A very panicky, slippery slab descent (me) and raping by pointy rock (Baptiste) later and we were sat in the car in a torrential downpour, nervously hoping Baptiste's friend hadn't panicked upon returning to the meeting point earlier to find the car distinctly absent. Refuge plans were called off as nobody fancied several kilometres of knee-deep snow with trainers on. Barbecue plans were deemed too ambitious and we settled for a kebab and a DVD.
Plans were made for an assault on a multipitch sport classic on Saturday.

The conversation the following day went something like this:

Baptiste! Wake up! We're leaving in 10 minutes...[faff]...Okay, we're about an hour and a half behind planned time; shall we do something more accessible before the rain comes?
Naaah...it'll be fine.
I don't really want to walk an hour and a half just to be rained on.
Pas de soucis; we'll just walk very quickly.
Uphill? With big rucksacks?!
Oh, stop moaning, you soft Brit!
What about that nice cliff there?
Ah oui, that's nice: a 10-minute approach and some good routes. Should be in the sun as well.
Sounds great!
Nah, I've driven past it now.

Over an hour of slipping around on mud, cowpats, scree and snow (still no waterproof shoes) later, and we arrive at the bottom of the cliff. Baptiste was right; it does look like an amazing line: up the arete of a pillar, abseil down the back, then up a clean slab to the top.

Baptiste touches the rock. It starts to hail. A lot.
Hail turns to sleet to snow to rain on the first three pitches. The climbing is fantastic, but the limestone lives up to its slimestone nickname in the wet and we take it in turns to be freezing. Baptiste leads a stunning and exposed pitch involving swinging round the pillar, and I gibber my way up an easy scramble where the bolts are far too far apart for my liking.
We retreat after the pillar, just as the sun comes out. And stays stubbornly out for most of our descent back to the car.

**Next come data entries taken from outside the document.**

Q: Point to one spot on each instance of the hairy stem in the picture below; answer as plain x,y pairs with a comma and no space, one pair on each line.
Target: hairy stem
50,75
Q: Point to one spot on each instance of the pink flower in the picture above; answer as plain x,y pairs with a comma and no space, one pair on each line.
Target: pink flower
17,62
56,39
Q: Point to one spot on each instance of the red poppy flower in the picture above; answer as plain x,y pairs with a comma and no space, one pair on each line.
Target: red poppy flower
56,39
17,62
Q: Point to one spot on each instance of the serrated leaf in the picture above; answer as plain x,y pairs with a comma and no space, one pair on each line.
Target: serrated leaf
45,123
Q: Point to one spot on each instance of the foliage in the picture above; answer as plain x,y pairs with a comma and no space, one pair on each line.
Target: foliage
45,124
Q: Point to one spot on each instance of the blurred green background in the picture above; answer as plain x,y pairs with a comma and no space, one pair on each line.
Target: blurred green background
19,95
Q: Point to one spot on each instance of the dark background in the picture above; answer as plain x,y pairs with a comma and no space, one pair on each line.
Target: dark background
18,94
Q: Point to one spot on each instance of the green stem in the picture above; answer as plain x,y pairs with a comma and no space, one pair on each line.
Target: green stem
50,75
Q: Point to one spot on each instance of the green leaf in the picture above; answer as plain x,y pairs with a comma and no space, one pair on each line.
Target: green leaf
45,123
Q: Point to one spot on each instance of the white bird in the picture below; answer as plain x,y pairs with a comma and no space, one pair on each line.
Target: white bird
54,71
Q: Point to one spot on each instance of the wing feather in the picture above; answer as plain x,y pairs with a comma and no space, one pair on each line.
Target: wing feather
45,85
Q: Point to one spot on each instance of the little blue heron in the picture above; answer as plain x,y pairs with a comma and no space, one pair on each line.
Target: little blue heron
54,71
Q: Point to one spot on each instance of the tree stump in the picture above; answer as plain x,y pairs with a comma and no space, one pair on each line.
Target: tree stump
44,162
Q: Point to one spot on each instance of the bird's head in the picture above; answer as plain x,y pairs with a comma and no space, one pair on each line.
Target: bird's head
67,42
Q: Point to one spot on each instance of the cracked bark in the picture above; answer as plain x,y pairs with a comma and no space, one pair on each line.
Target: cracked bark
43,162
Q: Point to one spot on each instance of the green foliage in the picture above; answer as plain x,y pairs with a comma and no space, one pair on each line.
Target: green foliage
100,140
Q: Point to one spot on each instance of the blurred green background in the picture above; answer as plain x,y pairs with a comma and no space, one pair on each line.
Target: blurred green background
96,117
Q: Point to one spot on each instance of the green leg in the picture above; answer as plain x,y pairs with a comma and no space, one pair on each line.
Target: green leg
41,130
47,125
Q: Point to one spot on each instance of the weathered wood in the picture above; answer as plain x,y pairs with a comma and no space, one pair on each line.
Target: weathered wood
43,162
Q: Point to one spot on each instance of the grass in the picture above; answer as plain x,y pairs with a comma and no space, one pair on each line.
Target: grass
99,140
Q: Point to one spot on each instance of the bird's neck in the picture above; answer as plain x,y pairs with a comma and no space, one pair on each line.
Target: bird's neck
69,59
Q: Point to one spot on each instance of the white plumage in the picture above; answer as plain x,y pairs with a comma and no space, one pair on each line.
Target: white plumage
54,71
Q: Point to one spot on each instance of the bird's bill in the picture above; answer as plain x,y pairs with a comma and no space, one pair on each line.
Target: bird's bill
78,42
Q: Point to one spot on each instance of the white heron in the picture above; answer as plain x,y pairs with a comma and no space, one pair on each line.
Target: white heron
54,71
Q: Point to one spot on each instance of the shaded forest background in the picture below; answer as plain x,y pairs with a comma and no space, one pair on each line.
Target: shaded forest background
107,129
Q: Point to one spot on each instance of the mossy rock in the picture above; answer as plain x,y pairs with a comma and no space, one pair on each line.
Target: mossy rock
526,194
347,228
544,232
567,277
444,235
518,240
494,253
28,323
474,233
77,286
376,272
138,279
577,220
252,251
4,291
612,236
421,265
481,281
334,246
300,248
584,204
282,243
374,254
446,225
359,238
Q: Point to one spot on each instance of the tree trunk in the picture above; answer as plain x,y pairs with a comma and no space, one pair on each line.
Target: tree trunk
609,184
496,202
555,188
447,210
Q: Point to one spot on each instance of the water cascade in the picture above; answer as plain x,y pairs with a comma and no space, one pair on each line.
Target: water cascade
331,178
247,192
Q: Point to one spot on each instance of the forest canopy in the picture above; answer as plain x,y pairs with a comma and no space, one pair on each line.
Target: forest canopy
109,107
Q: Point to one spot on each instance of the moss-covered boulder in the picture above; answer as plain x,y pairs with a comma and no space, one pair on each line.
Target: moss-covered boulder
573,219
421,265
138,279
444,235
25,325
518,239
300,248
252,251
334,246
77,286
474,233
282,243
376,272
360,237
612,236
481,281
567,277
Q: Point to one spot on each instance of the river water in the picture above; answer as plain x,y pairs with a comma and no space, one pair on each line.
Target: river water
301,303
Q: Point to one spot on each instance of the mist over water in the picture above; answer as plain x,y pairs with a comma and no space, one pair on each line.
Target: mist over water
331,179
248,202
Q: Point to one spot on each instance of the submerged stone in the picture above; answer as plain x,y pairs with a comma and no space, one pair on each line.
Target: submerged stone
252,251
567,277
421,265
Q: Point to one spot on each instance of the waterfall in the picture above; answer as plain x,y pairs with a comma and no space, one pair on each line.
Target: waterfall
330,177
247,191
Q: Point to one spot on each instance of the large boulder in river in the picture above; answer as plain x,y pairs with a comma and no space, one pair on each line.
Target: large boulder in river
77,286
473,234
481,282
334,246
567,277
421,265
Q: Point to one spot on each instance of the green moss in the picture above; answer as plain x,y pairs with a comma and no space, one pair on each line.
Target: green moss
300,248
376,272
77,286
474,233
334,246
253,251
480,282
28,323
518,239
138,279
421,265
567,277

Bad decisions? Maybe. But I reckon some weekends are just not meant to be...


Lessons learnt
This time it's a pronunciation lesson learnt by Baptiste. I can't remember what we were talking about, but he suddenly came out with the line 'You know, when someone shits on his girlfriend'. Er, no...is this some weird French thing? If so, I don't want to know about it! He tries to explain. 'Like when you shit on your exam paper at school'. Not improving the situation here, Baptiste...

Some (thankfully less graphic than expected) gesturing later, and I'm more than a little relieved to be able to correct his pronunciation: 'cheeeeating', not 'shitting'!